No quiero pensar que la palabra taxi, tan popular, tenga relación con la palabra taxidermia, que es el arte de preparar los animales muertos. Exactamente, su piel. La vejez me ha llevado a tomar más taxis que antes y a comprobar la diversidad de los taxistas. Es lógico, igual que son varios los médicos, los camareros, los escritores y los vecinos de la escalera donde vivo. Cuando hice un viaje a pie por Extremadura, un taxista me llevó desde el aeropuerto al pueblo de partida de la caminata. El hecho podría resultar insignificante, pero muy pronto el taxista rompió el silencio para decirme esto: «Enterré a mi chico antes de que cumpliera los 21 años». Se creó un brevísimo y durísimo silencio. Y luego añadió: «Por culpa de la heroína». La cara impasible -yo lo veía de lado-, y el lector comprenderá mi shock. Como yo no sabía qué decir, el taxista rompió el silencio: «La mala gente debería terminar con una indigestión de plomo». Qué manera de decir «fusilada». Evidentemente, era el taxista más singularmente dramático de todos los que me han acogido a lo largo de la vida.

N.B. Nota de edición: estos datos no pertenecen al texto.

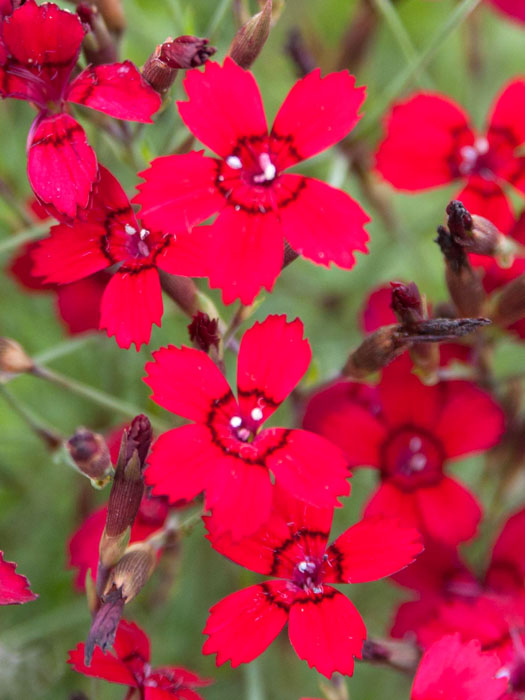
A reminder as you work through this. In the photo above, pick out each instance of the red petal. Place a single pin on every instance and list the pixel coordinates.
(307, 466)
(179, 192)
(327, 632)
(246, 254)
(181, 462)
(117, 89)
(14, 588)
(450, 513)
(323, 223)
(186, 381)
(316, 114)
(224, 105)
(242, 625)
(70, 253)
(265, 379)
(131, 304)
(62, 166)
(340, 415)
(457, 671)
(372, 549)
(105, 666)
(79, 303)
(422, 135)
(487, 199)
(470, 419)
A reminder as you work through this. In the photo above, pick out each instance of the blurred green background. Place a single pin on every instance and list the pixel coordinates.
(42, 500)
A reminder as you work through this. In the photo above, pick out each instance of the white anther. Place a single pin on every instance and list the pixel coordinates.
(256, 414)
(234, 162)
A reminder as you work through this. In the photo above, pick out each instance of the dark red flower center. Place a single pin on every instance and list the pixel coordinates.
(412, 458)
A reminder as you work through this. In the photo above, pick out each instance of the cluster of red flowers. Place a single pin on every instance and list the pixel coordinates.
(269, 493)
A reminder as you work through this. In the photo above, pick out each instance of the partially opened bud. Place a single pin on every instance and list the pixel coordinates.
(90, 453)
(13, 357)
(251, 37)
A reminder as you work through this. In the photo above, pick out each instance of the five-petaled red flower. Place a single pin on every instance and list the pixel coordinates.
(224, 452)
(39, 48)
(109, 234)
(324, 627)
(408, 431)
(130, 665)
(258, 205)
(14, 588)
(456, 671)
(429, 142)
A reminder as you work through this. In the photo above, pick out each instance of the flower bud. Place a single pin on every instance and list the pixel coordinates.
(375, 352)
(204, 331)
(161, 68)
(13, 357)
(90, 453)
(251, 37)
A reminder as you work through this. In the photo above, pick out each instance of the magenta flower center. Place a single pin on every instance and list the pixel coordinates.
(412, 459)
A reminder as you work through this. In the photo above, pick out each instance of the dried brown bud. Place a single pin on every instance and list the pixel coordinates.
(204, 331)
(161, 68)
(251, 37)
(375, 352)
(132, 571)
(90, 453)
(509, 305)
(13, 357)
(99, 45)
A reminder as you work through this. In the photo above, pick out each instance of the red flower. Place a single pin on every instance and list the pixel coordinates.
(109, 234)
(409, 431)
(224, 452)
(14, 588)
(430, 142)
(39, 48)
(457, 671)
(324, 627)
(130, 666)
(258, 205)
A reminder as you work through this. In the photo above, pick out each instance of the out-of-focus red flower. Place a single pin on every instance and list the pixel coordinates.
(456, 671)
(130, 665)
(110, 234)
(14, 588)
(409, 431)
(324, 627)
(259, 206)
(39, 48)
(429, 142)
(224, 452)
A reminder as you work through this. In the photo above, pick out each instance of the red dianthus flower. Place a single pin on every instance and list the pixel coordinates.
(224, 452)
(39, 48)
(408, 431)
(109, 234)
(429, 142)
(258, 205)
(324, 627)
(130, 665)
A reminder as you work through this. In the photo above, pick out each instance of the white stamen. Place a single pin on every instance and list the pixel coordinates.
(234, 162)
(256, 414)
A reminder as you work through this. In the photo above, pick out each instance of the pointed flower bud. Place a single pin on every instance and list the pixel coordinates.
(161, 68)
(90, 453)
(13, 357)
(204, 331)
(251, 37)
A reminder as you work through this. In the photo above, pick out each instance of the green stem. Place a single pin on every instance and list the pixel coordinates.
(18, 239)
(455, 19)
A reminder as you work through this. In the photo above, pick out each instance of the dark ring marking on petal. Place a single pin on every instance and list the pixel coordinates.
(300, 534)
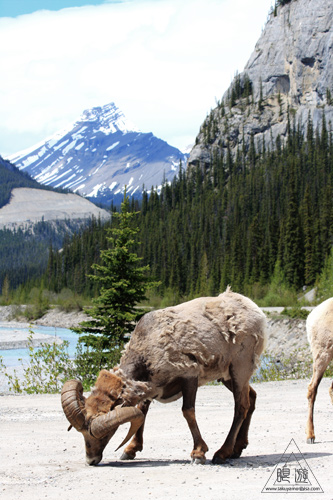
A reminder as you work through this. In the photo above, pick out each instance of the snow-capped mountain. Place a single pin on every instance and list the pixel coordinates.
(100, 154)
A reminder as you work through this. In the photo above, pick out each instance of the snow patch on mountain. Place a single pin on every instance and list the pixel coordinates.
(102, 150)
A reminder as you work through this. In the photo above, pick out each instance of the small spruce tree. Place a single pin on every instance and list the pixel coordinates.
(123, 283)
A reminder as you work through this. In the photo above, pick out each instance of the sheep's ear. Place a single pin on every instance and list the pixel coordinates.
(109, 383)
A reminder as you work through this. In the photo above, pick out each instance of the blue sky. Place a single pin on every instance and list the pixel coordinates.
(13, 8)
(164, 63)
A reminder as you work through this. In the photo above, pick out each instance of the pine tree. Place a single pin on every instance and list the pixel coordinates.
(123, 282)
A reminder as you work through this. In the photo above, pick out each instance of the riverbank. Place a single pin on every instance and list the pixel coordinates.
(285, 335)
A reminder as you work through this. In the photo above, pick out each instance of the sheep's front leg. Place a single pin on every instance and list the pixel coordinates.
(318, 372)
(189, 389)
(136, 443)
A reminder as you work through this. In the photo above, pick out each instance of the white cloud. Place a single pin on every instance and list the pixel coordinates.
(162, 62)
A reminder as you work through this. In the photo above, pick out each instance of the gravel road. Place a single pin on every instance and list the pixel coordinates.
(40, 459)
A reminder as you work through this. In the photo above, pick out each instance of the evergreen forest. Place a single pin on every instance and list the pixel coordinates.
(239, 222)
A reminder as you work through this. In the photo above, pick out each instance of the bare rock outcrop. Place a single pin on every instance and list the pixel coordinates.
(288, 76)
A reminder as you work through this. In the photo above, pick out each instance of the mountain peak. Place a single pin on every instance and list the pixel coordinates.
(100, 154)
(108, 118)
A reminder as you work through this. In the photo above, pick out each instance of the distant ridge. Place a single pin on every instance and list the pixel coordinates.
(99, 154)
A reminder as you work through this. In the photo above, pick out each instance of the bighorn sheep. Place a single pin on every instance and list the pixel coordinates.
(171, 352)
(319, 327)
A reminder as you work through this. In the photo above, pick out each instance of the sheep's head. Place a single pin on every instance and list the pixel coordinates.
(99, 416)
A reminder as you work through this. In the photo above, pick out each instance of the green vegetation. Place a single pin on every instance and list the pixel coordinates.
(261, 222)
(123, 284)
(48, 368)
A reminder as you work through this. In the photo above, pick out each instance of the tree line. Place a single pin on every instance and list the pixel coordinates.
(237, 222)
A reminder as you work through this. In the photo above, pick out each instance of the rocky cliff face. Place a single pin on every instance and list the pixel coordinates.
(289, 73)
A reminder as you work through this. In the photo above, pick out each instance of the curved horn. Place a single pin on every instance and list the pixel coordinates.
(73, 402)
(104, 424)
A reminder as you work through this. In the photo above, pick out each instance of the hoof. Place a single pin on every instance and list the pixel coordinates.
(218, 460)
(125, 456)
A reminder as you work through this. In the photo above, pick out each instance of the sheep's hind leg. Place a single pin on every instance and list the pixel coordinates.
(235, 443)
(242, 438)
(189, 389)
(136, 443)
(318, 371)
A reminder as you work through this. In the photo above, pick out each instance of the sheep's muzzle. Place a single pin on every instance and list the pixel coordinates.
(97, 430)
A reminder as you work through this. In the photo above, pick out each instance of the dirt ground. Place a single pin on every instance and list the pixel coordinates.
(40, 459)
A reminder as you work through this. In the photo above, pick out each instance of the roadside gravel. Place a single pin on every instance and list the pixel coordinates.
(40, 459)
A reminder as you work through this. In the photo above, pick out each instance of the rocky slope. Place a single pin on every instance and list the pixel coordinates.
(289, 73)
(99, 154)
(28, 206)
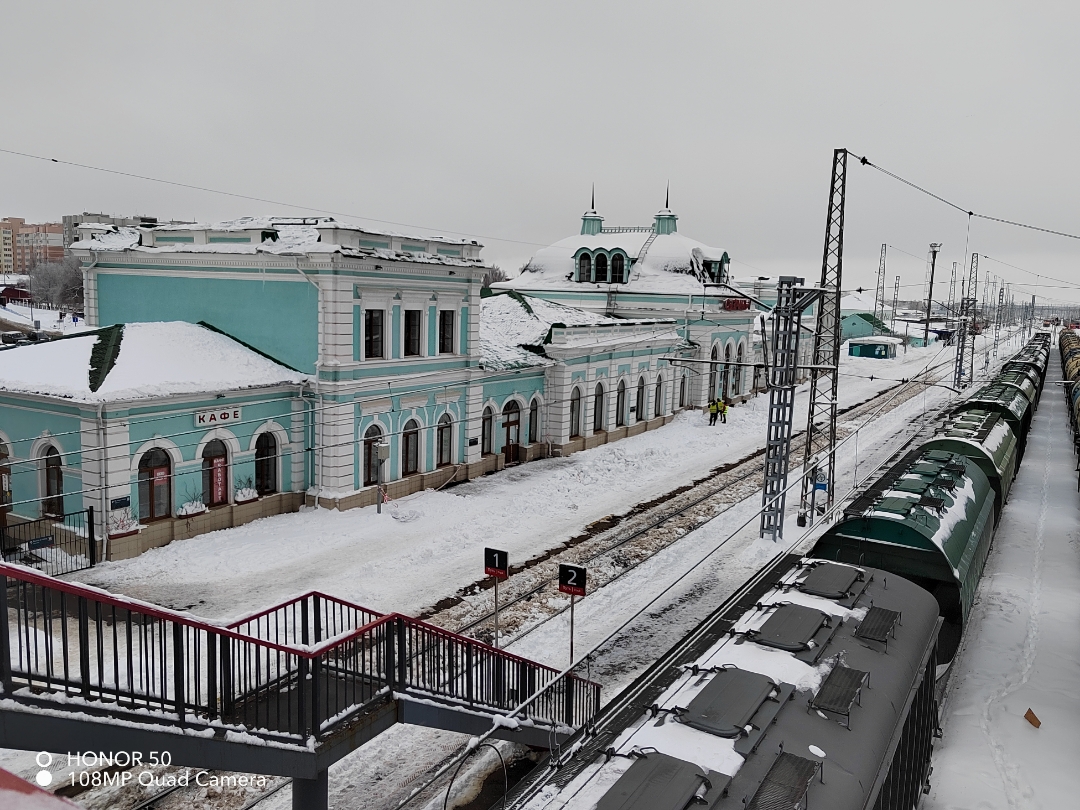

Y he encontrado bastantes. Los que no me contestan nada he de suponer que me han entendido. Por lo visto, a algunos les cuesta mucho decir «muy bien» o «de acuerdo». Hace tiempo, un taxista simpático me dijo: «Sí, señor, vamos allá». En Roma, un taxista me llevó de la estación de tren al hotel, y en el momento de pagar me pidió una cantidad exagerada. Le di un billete y le dije: «Ya está bien». Su protesta terminó cuando le dije: «¿Lo consultamos en el hotel?».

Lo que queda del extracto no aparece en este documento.